As he drew near to his father's house he saw a confusion of servants in the porch, and the old steward ran down to meet him at the gate.

"Lord, we have been seeking you everywhere. The master is at the point of death, and has sent for you. Since the sixth hour he calls your name continually. Come to him quickly, lord, for I fear the time is short."

Hermas entered the house at once; nothing could amaze him to-day. His father lay on an ivory couch in the inmost chamber, with shrunken face and restless eyes, his lean fingers picking incessantly at the silken coverlet.

"My son!" he murmured; "Hermas, my son! It is good that you have come back to me. I have missed you. I was wrong to send you away. You shall never leave me again. You are my son, my heir. I have changed everything. Hermas, my son, come nearer—close beside me. Take my hand, my son!"

The young man obeyed, and, kneeling by the couch, gathered his father's cold, twitching fingers in his firm, warm grasp.

"Hermas, life is passing—long, rich, prosperous; the last sands, I—cannot stay them. My religion, a good policy—Julian was my friend. But now he is gone—where? My soul is empty—nothing beyond—very dark—I am afraid. But you know something better.
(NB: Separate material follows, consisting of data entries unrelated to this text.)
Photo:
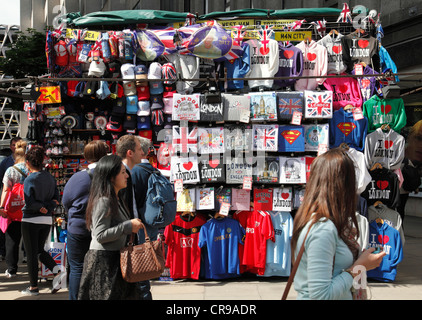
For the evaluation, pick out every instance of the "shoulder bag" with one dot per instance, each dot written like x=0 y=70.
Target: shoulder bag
x=142 y=262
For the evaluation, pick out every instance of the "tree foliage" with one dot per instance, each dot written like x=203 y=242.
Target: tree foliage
x=26 y=57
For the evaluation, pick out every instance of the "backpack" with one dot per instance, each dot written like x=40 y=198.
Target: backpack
x=15 y=199
x=159 y=209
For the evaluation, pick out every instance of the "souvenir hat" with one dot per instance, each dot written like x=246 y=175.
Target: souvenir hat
x=144 y=123
x=156 y=102
x=131 y=104
x=115 y=124
x=169 y=73
x=155 y=73
x=144 y=108
x=129 y=88
x=96 y=68
x=143 y=93
x=141 y=74
x=128 y=71
x=168 y=105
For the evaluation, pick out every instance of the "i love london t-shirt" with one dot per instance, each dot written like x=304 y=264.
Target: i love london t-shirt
x=184 y=255
x=259 y=229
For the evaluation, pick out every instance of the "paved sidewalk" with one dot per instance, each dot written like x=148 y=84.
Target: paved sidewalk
x=408 y=284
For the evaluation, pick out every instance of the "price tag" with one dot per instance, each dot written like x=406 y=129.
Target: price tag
x=297 y=118
x=247 y=183
x=178 y=185
x=224 y=209
x=49 y=95
x=357 y=114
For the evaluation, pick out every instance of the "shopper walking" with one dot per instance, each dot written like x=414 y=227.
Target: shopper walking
x=134 y=150
x=327 y=267
x=13 y=175
x=41 y=197
x=108 y=219
x=75 y=199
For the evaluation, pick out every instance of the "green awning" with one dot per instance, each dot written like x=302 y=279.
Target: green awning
x=124 y=17
x=242 y=13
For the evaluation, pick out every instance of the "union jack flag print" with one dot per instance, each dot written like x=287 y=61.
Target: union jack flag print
x=288 y=103
x=265 y=137
x=185 y=140
x=318 y=104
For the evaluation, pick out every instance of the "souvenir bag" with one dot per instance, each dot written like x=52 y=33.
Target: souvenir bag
x=15 y=199
x=288 y=103
x=263 y=106
x=142 y=262
x=318 y=104
x=265 y=137
x=291 y=139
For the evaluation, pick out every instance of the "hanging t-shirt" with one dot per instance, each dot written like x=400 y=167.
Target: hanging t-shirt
x=316 y=136
x=221 y=237
x=344 y=128
x=345 y=91
x=259 y=229
x=278 y=260
x=384 y=187
x=184 y=255
x=291 y=138
x=387 y=238
x=380 y=111
x=263 y=199
x=384 y=147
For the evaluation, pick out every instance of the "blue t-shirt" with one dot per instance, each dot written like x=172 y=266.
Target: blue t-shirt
x=278 y=259
x=222 y=238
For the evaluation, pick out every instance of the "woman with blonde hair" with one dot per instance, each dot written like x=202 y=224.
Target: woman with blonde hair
x=14 y=174
x=327 y=267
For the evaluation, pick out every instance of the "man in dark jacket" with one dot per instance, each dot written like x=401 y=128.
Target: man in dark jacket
x=134 y=150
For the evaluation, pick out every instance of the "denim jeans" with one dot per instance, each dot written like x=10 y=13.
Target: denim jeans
x=77 y=247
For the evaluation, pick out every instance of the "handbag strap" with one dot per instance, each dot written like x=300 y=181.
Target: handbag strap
x=295 y=267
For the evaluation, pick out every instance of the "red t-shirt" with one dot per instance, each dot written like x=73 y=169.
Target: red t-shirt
x=259 y=228
x=184 y=254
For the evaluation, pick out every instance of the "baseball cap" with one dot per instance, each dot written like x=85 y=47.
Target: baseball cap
x=156 y=102
x=129 y=88
x=141 y=73
x=169 y=73
x=128 y=71
x=155 y=73
x=143 y=93
x=96 y=68
x=131 y=104
x=144 y=108
x=168 y=105
x=115 y=124
x=144 y=123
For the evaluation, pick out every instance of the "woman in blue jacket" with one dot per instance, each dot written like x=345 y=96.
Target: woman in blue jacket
x=328 y=265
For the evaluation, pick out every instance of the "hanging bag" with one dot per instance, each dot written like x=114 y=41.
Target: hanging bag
x=15 y=199
x=142 y=262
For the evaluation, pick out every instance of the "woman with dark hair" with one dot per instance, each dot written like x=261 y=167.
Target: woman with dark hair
x=75 y=199
x=108 y=219
x=41 y=197
x=327 y=267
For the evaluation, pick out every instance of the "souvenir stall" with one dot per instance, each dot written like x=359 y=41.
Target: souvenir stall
x=237 y=111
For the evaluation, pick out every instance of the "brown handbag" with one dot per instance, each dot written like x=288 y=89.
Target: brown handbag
x=142 y=262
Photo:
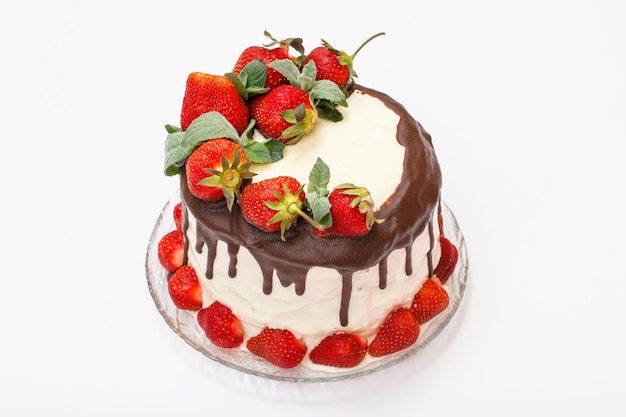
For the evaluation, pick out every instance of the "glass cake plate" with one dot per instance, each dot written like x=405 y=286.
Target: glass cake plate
x=184 y=323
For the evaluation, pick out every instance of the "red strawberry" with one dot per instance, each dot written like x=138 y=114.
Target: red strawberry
x=448 y=260
x=184 y=289
x=273 y=204
x=278 y=346
x=341 y=350
x=178 y=215
x=334 y=65
x=398 y=331
x=216 y=169
x=267 y=55
x=351 y=210
x=221 y=326
x=207 y=92
x=430 y=300
x=284 y=113
x=171 y=249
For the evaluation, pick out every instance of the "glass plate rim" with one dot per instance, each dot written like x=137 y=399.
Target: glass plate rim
x=179 y=320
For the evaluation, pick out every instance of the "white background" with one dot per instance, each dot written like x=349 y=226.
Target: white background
x=526 y=105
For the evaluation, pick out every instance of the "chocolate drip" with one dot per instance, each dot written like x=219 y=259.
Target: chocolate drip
x=429 y=255
x=346 y=293
x=408 y=260
x=382 y=273
x=233 y=250
x=407 y=213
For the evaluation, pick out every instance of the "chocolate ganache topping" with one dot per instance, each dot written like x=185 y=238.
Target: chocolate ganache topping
x=407 y=213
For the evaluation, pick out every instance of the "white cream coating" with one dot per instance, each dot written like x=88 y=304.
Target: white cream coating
x=314 y=314
x=356 y=149
x=353 y=148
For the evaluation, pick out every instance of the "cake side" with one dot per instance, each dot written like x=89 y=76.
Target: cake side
x=310 y=228
x=316 y=286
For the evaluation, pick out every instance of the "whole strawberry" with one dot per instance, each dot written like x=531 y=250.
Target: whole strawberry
x=351 y=210
x=207 y=92
x=284 y=113
x=273 y=204
x=216 y=169
x=184 y=289
x=430 y=300
x=278 y=346
x=220 y=325
x=267 y=54
x=341 y=350
x=398 y=331
x=447 y=261
x=334 y=65
x=170 y=250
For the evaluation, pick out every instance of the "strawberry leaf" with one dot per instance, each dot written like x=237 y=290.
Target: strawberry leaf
x=264 y=152
x=175 y=152
x=251 y=80
x=180 y=144
x=211 y=125
x=328 y=111
x=317 y=193
x=328 y=90
x=287 y=68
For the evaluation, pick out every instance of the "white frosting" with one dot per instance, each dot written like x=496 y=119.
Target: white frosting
x=356 y=149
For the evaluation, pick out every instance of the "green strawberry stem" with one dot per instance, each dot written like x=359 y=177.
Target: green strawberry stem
x=294 y=208
x=365 y=43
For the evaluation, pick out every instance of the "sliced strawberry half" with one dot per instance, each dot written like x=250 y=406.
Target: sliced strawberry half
x=184 y=289
x=171 y=249
x=398 y=331
x=221 y=326
x=430 y=300
x=448 y=260
x=341 y=350
x=278 y=346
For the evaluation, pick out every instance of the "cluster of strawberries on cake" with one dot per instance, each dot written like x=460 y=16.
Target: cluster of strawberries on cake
x=282 y=97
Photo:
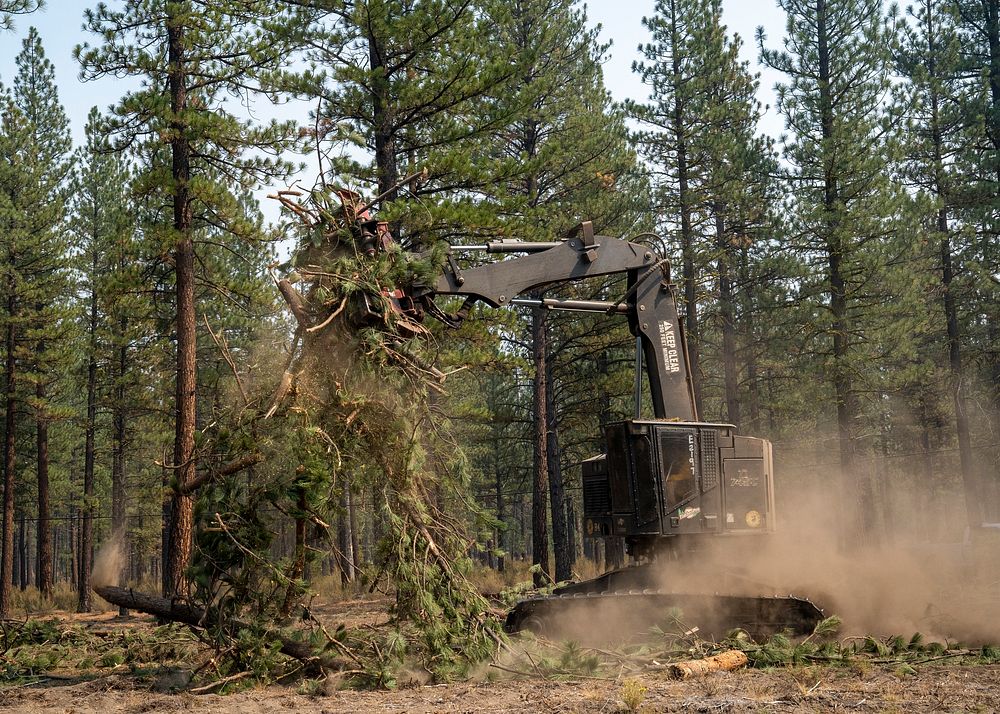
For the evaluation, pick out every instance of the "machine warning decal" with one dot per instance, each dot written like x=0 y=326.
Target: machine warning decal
x=688 y=512
x=668 y=342
x=745 y=479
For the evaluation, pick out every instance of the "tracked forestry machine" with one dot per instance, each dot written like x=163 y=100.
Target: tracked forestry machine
x=666 y=485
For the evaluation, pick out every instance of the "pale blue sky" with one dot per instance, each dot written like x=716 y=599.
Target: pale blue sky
x=60 y=26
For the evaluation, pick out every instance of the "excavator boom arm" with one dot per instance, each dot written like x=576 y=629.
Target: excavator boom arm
x=649 y=301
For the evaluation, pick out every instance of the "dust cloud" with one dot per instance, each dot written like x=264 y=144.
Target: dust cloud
x=910 y=576
x=892 y=582
x=108 y=564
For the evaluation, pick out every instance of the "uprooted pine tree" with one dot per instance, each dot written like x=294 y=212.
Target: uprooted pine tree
x=353 y=408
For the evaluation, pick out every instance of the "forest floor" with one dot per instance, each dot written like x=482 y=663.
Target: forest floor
x=121 y=675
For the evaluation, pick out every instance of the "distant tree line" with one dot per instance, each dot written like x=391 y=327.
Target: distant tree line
x=840 y=283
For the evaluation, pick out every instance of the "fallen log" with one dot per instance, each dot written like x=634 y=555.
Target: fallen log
x=179 y=611
x=722 y=662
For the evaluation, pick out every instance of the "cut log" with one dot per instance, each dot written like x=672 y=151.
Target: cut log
x=178 y=611
x=724 y=661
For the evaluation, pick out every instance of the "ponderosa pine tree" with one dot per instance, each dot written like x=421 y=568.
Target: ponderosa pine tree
x=35 y=94
x=929 y=57
x=676 y=68
x=979 y=164
x=564 y=158
x=101 y=222
x=10 y=8
x=34 y=255
x=191 y=53
x=409 y=82
x=846 y=209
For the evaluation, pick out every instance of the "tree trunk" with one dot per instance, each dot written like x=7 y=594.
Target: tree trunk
x=345 y=558
x=557 y=491
x=691 y=327
x=991 y=11
x=180 y=522
x=539 y=526
x=855 y=482
x=386 y=168
x=728 y=314
x=87 y=537
x=10 y=422
x=748 y=323
x=299 y=557
x=43 y=531
x=22 y=553
x=352 y=523
x=119 y=524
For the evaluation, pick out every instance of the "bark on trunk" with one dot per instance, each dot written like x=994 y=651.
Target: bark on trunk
x=728 y=314
x=87 y=527
x=691 y=327
x=7 y=548
x=299 y=558
x=43 y=578
x=352 y=522
x=973 y=500
x=386 y=168
x=539 y=495
x=180 y=522
x=345 y=558
x=557 y=491
x=119 y=524
x=847 y=409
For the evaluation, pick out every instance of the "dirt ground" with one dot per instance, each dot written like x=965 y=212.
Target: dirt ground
x=936 y=686
x=932 y=689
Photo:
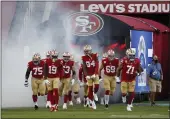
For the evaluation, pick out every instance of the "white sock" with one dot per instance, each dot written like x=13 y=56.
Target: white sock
x=35 y=103
x=45 y=97
x=102 y=99
x=106 y=99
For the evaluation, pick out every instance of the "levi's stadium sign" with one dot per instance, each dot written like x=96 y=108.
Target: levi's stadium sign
x=85 y=23
x=120 y=7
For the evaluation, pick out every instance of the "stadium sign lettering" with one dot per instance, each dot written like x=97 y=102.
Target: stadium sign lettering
x=85 y=23
x=126 y=8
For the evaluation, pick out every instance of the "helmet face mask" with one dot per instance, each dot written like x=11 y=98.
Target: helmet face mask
x=87 y=52
x=66 y=56
x=66 y=59
x=130 y=54
x=36 y=58
x=105 y=55
x=48 y=55
x=132 y=57
x=54 y=55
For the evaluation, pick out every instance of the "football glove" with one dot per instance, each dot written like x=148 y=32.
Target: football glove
x=81 y=84
x=87 y=77
x=100 y=80
x=93 y=76
x=46 y=82
x=26 y=83
x=117 y=80
x=72 y=81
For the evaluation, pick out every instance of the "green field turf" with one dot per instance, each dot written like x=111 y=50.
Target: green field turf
x=78 y=111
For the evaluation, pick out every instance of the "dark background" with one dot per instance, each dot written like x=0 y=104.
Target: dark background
x=162 y=18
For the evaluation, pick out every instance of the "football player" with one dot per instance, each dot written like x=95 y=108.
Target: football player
x=36 y=66
x=83 y=82
x=75 y=87
x=68 y=66
x=53 y=71
x=101 y=84
x=90 y=70
x=129 y=68
x=48 y=104
x=109 y=64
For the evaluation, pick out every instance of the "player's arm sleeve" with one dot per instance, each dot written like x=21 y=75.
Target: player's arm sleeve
x=61 y=70
x=148 y=71
x=161 y=72
x=74 y=70
x=97 y=65
x=100 y=69
x=84 y=68
x=45 y=70
x=27 y=73
x=80 y=73
x=140 y=69
x=119 y=69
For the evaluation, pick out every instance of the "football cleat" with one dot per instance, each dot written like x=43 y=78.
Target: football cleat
x=95 y=97
x=106 y=105
x=131 y=105
x=48 y=104
x=128 y=108
x=78 y=100
x=66 y=56
x=65 y=106
x=124 y=99
x=93 y=105
x=36 y=107
x=52 y=109
x=102 y=101
x=70 y=103
x=55 y=108
x=152 y=103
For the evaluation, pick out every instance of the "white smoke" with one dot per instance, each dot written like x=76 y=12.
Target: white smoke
x=16 y=54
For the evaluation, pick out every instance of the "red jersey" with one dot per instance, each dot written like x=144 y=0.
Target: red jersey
x=110 y=66
x=55 y=69
x=81 y=75
x=129 y=69
x=37 y=70
x=45 y=59
x=67 y=66
x=91 y=63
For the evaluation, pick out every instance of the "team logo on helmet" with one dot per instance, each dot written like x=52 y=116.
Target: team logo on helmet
x=85 y=23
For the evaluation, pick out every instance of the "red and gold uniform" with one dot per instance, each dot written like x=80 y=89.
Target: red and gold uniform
x=37 y=77
x=129 y=67
x=110 y=67
x=66 y=80
x=129 y=73
x=53 y=72
x=91 y=64
x=90 y=69
x=82 y=78
x=36 y=67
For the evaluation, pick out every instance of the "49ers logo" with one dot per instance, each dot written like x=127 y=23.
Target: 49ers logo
x=85 y=23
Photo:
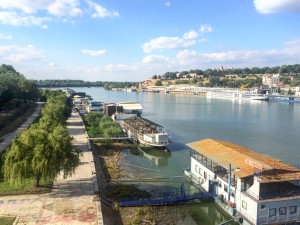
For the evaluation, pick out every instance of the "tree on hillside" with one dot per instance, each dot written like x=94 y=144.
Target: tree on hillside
x=40 y=154
x=158 y=83
x=44 y=149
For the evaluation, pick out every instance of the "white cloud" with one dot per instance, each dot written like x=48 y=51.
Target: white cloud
x=94 y=52
x=121 y=67
x=53 y=7
x=155 y=59
x=27 y=6
x=6 y=36
x=65 y=8
x=188 y=40
x=5 y=48
x=168 y=3
x=274 y=6
x=205 y=29
x=100 y=11
x=167 y=43
x=14 y=53
x=287 y=55
x=190 y=35
x=57 y=8
x=12 y=18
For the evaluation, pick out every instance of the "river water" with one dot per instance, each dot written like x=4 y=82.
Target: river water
x=270 y=128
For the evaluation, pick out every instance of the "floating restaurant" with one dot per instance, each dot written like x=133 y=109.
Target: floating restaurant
x=145 y=131
x=254 y=188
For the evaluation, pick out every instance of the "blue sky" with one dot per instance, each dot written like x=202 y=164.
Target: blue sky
x=131 y=40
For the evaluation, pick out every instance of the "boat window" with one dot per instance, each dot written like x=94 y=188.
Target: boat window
x=293 y=209
x=244 y=205
x=220 y=184
x=225 y=188
x=282 y=211
x=272 y=212
x=197 y=169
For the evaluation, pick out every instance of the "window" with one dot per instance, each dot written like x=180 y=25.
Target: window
x=272 y=212
x=220 y=184
x=293 y=209
x=282 y=211
x=244 y=205
x=197 y=169
x=232 y=194
x=225 y=188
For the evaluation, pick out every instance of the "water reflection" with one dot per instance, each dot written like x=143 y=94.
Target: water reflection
x=265 y=127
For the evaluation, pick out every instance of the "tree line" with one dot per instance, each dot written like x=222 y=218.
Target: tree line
x=111 y=85
x=68 y=83
x=14 y=87
x=283 y=70
x=108 y=85
x=41 y=151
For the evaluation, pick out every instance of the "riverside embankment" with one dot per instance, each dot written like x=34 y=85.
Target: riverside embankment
x=266 y=127
x=72 y=200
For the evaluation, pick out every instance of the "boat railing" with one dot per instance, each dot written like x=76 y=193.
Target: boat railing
x=274 y=195
x=279 y=219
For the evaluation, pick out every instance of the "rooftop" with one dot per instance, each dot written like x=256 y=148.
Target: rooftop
x=249 y=162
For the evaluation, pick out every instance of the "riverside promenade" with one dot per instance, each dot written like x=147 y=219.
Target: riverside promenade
x=72 y=201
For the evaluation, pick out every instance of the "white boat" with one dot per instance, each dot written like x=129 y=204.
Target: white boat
x=146 y=132
x=131 y=107
x=94 y=106
x=260 y=97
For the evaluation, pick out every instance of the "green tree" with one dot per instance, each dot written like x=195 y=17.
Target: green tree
x=42 y=150
x=158 y=83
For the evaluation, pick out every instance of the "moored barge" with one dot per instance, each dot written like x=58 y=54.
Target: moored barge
x=146 y=132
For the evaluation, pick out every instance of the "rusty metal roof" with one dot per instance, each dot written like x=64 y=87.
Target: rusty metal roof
x=248 y=161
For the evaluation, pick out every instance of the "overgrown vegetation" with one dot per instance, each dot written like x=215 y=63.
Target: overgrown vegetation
x=41 y=151
x=17 y=95
x=110 y=85
x=7 y=220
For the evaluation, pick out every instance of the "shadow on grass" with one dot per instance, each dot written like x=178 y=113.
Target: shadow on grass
x=27 y=187
x=4 y=220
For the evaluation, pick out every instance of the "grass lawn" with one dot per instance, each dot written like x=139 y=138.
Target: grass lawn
x=26 y=188
x=7 y=220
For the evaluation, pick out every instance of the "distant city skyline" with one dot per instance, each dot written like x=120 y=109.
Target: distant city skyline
x=95 y=40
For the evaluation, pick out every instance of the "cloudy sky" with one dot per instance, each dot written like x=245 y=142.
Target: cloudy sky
x=131 y=40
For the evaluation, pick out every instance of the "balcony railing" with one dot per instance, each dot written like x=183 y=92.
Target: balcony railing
x=265 y=196
x=280 y=219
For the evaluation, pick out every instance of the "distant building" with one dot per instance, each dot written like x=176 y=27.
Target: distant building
x=270 y=80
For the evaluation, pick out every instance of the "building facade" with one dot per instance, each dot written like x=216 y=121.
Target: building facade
x=254 y=188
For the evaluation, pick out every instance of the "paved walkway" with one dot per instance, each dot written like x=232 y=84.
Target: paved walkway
x=72 y=201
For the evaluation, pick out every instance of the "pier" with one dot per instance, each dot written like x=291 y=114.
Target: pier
x=168 y=199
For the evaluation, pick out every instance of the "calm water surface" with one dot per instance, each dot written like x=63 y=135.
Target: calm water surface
x=266 y=127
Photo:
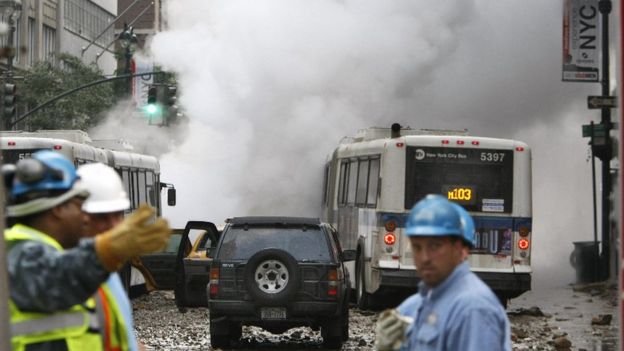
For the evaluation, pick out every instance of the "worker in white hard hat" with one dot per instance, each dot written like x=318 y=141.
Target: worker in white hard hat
x=105 y=207
x=58 y=297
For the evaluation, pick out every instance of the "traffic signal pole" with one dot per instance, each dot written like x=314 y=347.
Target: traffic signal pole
x=69 y=92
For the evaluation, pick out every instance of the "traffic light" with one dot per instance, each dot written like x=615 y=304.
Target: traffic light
x=9 y=98
x=170 y=103
x=152 y=109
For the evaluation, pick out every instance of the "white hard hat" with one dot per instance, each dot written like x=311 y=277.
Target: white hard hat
x=106 y=189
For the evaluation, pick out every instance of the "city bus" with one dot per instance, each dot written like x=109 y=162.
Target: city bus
x=140 y=174
x=374 y=178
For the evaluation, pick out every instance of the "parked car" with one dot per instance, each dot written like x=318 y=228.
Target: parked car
x=278 y=273
x=193 y=265
x=183 y=266
x=158 y=269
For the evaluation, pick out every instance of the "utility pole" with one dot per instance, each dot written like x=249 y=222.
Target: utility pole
x=604 y=6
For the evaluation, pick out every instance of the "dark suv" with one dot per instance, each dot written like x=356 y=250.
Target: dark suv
x=278 y=273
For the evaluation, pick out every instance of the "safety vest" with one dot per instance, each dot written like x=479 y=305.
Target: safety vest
x=96 y=325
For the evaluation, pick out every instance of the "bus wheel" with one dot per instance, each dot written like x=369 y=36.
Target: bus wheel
x=362 y=298
x=503 y=299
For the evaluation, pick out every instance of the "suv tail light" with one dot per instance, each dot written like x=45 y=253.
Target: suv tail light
x=332 y=277
x=214 y=281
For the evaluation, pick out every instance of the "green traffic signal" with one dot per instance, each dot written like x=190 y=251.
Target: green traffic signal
x=151 y=109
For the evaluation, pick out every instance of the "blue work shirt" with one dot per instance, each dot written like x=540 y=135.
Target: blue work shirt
x=121 y=297
x=461 y=313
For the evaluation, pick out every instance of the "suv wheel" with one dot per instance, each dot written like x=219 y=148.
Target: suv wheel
x=272 y=277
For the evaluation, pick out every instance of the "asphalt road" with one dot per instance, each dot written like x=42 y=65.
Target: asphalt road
x=567 y=316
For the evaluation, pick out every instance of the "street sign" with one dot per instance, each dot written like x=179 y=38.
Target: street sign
x=598 y=130
x=594 y=102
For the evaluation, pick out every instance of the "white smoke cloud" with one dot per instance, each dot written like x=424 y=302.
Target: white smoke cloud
x=271 y=86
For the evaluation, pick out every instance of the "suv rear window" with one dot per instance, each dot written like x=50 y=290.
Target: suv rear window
x=304 y=245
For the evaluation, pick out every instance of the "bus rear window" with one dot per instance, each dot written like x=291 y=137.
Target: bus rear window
x=12 y=156
x=481 y=180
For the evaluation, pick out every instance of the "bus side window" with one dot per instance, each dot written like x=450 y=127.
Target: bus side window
x=326 y=184
x=125 y=177
x=342 y=184
x=142 y=189
x=352 y=186
x=134 y=176
x=149 y=182
x=360 y=197
x=373 y=183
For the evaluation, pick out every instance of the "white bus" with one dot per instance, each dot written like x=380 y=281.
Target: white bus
x=140 y=174
x=373 y=179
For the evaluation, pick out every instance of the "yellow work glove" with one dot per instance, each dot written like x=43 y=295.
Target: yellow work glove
x=390 y=330
x=134 y=236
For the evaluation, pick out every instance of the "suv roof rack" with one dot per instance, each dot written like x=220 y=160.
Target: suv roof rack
x=263 y=220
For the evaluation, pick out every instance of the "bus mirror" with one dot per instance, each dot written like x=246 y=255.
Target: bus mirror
x=171 y=196
x=349 y=255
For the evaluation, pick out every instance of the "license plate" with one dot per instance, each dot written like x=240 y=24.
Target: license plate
x=273 y=313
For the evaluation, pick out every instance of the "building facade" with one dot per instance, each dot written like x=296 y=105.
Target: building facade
x=83 y=28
You found something that made you willing to give up your life for it—it must have been almost like dying—yet you were happy. What was it you found? See, I am giving you everything. I have forgiven you. Now forgive me. Tell me, what is it? Your secret, your faith—give it to me before I go."

At the sound of this broken pleading a strange passion of pity and love took the young man by the throat. His voice shook a little as he answered eagerly:

"Father, there is nothing to forgive. I am your son; I will gladly tell, you all that I know. I will give you the secret of faith. Father, you must believe with all your heart, and soul, and strength in—"

Where was the word—the word that he had been used to utter night and morning, the word that had meant to him more than he had ever known? What had become of it?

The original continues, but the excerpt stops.